This is an interesting problem, and eminently solvable with the System Identification Toolbox.
First, the Fourier transform indicates that there are 3 poles, one at the origin, one at about 550 KHz, and one at infinity (actually the Nyquist frequency, that is for all practical purposes infinity), and 2 zeros, between each pair of the poles. That is all we need to estimate the transfer function.
The Code —
[D,S,R] = xlsread('data.csv');
tv = D(:,1);
vi = D(:,2);
vi(1) = 0;
vo = D(:,3);
[ti,ia,ic] = uniquetol(tv, 4.8E-7); % Get Unique Times
vi = vi(ia); % Corresponding Input Voltages
vo = vo(ia); % Corresponding Output Voltages
Ts = mean(diff(ti)); % Sampling Interval (sec)

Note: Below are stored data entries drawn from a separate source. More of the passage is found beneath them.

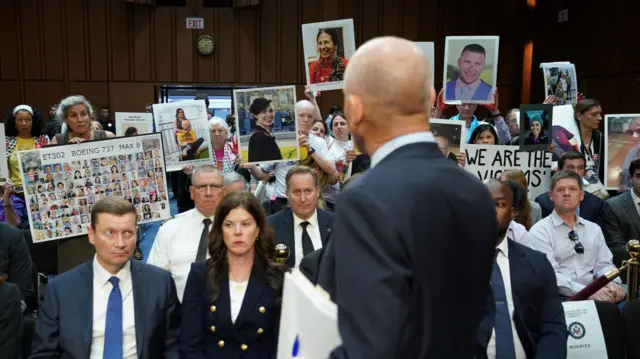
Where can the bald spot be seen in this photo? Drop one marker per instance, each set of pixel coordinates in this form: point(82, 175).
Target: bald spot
point(390, 72)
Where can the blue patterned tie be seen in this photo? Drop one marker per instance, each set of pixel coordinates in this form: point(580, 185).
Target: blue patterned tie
point(505, 348)
point(113, 326)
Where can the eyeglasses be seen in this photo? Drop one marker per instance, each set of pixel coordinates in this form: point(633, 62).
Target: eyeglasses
point(579, 248)
point(204, 187)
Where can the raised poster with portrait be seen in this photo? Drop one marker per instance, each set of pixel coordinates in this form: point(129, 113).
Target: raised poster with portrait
point(185, 133)
point(265, 123)
point(328, 46)
point(470, 69)
point(62, 183)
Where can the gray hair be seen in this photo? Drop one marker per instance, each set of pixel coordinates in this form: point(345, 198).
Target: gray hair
point(204, 169)
point(217, 121)
point(233, 177)
point(71, 101)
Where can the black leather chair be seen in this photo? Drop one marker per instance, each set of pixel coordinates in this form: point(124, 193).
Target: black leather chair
point(613, 329)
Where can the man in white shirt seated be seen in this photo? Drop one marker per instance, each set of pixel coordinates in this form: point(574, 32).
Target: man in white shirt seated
point(182, 240)
point(575, 247)
point(303, 228)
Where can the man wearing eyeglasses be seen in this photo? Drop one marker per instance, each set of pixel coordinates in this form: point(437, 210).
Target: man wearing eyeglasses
point(575, 247)
point(182, 240)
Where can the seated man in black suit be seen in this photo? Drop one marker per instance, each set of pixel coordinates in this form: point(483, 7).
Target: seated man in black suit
point(112, 306)
point(525, 296)
point(591, 206)
point(302, 227)
point(622, 216)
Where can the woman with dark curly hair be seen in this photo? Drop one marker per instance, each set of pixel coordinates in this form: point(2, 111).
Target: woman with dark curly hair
point(231, 303)
point(24, 129)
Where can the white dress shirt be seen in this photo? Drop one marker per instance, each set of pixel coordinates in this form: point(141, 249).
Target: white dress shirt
point(101, 290)
point(404, 140)
point(176, 246)
point(503, 263)
point(314, 232)
point(573, 271)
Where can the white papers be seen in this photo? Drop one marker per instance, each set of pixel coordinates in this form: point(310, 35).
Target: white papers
point(309, 318)
point(585, 332)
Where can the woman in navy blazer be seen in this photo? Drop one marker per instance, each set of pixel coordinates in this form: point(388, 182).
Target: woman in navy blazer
point(231, 304)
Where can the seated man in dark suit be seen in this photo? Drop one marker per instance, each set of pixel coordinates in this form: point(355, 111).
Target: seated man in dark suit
point(622, 216)
point(525, 296)
point(591, 206)
point(303, 227)
point(111, 307)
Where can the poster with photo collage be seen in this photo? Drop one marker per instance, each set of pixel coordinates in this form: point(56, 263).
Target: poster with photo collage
point(62, 183)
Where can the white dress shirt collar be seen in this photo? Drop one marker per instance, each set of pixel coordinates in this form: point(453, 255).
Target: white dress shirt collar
point(386, 149)
point(102, 275)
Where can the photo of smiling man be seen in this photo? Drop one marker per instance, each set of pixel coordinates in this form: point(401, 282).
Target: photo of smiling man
point(471, 69)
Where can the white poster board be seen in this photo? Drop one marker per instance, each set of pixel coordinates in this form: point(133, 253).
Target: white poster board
point(309, 320)
point(489, 161)
point(62, 183)
point(585, 332)
point(141, 121)
point(185, 133)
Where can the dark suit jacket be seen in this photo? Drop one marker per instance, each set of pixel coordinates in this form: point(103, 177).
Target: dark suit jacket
point(15, 260)
point(282, 224)
point(408, 230)
point(207, 330)
point(590, 207)
point(65, 322)
point(10, 321)
point(539, 315)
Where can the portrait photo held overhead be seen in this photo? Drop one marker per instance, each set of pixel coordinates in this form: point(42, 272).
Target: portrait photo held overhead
point(328, 46)
point(470, 69)
point(265, 123)
point(535, 127)
point(185, 133)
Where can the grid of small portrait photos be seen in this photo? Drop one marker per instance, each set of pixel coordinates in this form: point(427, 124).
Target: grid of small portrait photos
point(60, 195)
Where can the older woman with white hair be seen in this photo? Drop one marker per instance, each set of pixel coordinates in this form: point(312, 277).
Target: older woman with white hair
point(76, 112)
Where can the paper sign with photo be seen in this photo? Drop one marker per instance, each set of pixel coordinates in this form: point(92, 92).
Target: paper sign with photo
point(62, 183)
point(265, 123)
point(536, 123)
point(560, 81)
point(429, 53)
point(185, 133)
point(622, 146)
point(133, 123)
point(470, 69)
point(489, 161)
point(328, 46)
point(450, 135)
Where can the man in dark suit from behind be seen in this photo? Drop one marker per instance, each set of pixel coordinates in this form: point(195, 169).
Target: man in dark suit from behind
point(622, 216)
point(111, 307)
point(303, 227)
point(525, 318)
point(413, 239)
point(591, 206)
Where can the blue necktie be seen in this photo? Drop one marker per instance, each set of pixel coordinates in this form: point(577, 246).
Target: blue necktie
point(113, 326)
point(505, 348)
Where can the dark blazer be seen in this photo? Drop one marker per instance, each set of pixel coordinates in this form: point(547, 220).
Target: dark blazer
point(539, 315)
point(65, 322)
point(282, 224)
point(10, 321)
point(207, 330)
point(407, 230)
point(590, 207)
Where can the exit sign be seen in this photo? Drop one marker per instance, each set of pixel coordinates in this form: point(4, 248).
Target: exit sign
point(195, 23)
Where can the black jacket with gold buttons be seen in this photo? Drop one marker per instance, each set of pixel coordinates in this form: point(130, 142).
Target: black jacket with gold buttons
point(207, 330)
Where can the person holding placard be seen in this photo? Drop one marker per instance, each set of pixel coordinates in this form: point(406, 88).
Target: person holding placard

ti = [(0 : 5E-7 : 1E-6)'; ti+1.5E-6]; % Pad All Vectors With 3 Initial Time Samples
vi = [zeros(3,1); vi]; % Pad All Vectors With 3 Initial Time Samples
vo = [zeros(3,1); vo]; % Pad All Vectors With 3 Initial Time Samples
Fs = 1/Ts; % Sampling Frequency (Hz)
Fn = Fs/2; % Nyquist Frequency
L = numel(ti); % Vector LEngth
FTvi = fft(vi)/L; % Input Fourier Transform
FTvo = fft(vo)/L; % Output Fourier Transform
FTtf = FTvo./FTvi; % Transfer Function Fourier Transform
Fv = linspace(0,1,fix(L/2)+1)*Fn; % Frequency Vector
Iv = 1:numel(Fv); % Index Vector
figure(1)
plot(Fv, 20*log10(abs(FTtf(Iv))*2))
xlabel('Frequency (Hz)')
ylabel('Amplitude (dB)')
grid
dataobj = iddata(vo,vi,Ts); % Prepare Data For Identification
tfobj = tfest(dataobj, 3, 2); % Create Transfer Function Object
NumTF = tfobj.Numerator; % Transfer Function Numerator
DenTF = tfobj.Denominator; % Transfer Function Numerator
TF = tf(tfobj) % Transfer Function
figure(2)
plot(ti, vi, ti, vo) % Plot Input & Output
xlabel('Time (sec)')
ylabel('Amplitude (V)')
grid
[mag,phase,wout] = bode(tfobj);
figure(3)
subplot(2,1,1)
semilogx(wout, 20*log10(squeeze(mag)), '-b', 'LineWidth',1) % Bode Plot: Magnitude
ylabel('H(f) (dB)')
grid
subplot(2,1,2)
semilogx(wout, squeeze(phase), '-b', 'LineWidth',1) % Bode Plot: Phase
xlabel('Frequency (rad/sec)')
ylabel('Phase (°)')
grid
opt = stepDataOptions;
opt.StepAmplitude = vi(end);
[y,t] = step(tfobj, ti(end), opt); % Calculate Step Response
figure(4)
plot(t,squeeze(y)) % Step Response
title('Step Response of Estimated Transfer Function')
xlabel('Time (sec)')
ylabel('Amplitude (V)')
grid
produces:
TF =
From input "u1" to output "y1":
99.51 s^2 + 1.448e06 s + 3.853e09
--------------------------------------
s^3 + 4612 s^2 + 1.002e07 s + 1.076e10
Continuous-time transfer function.
The transfer function polynomial coefficients with full precision are in ‘NumTF’ and ‘DenTF’.
and this plot:
I will let you refine this, since you know your system better than I do.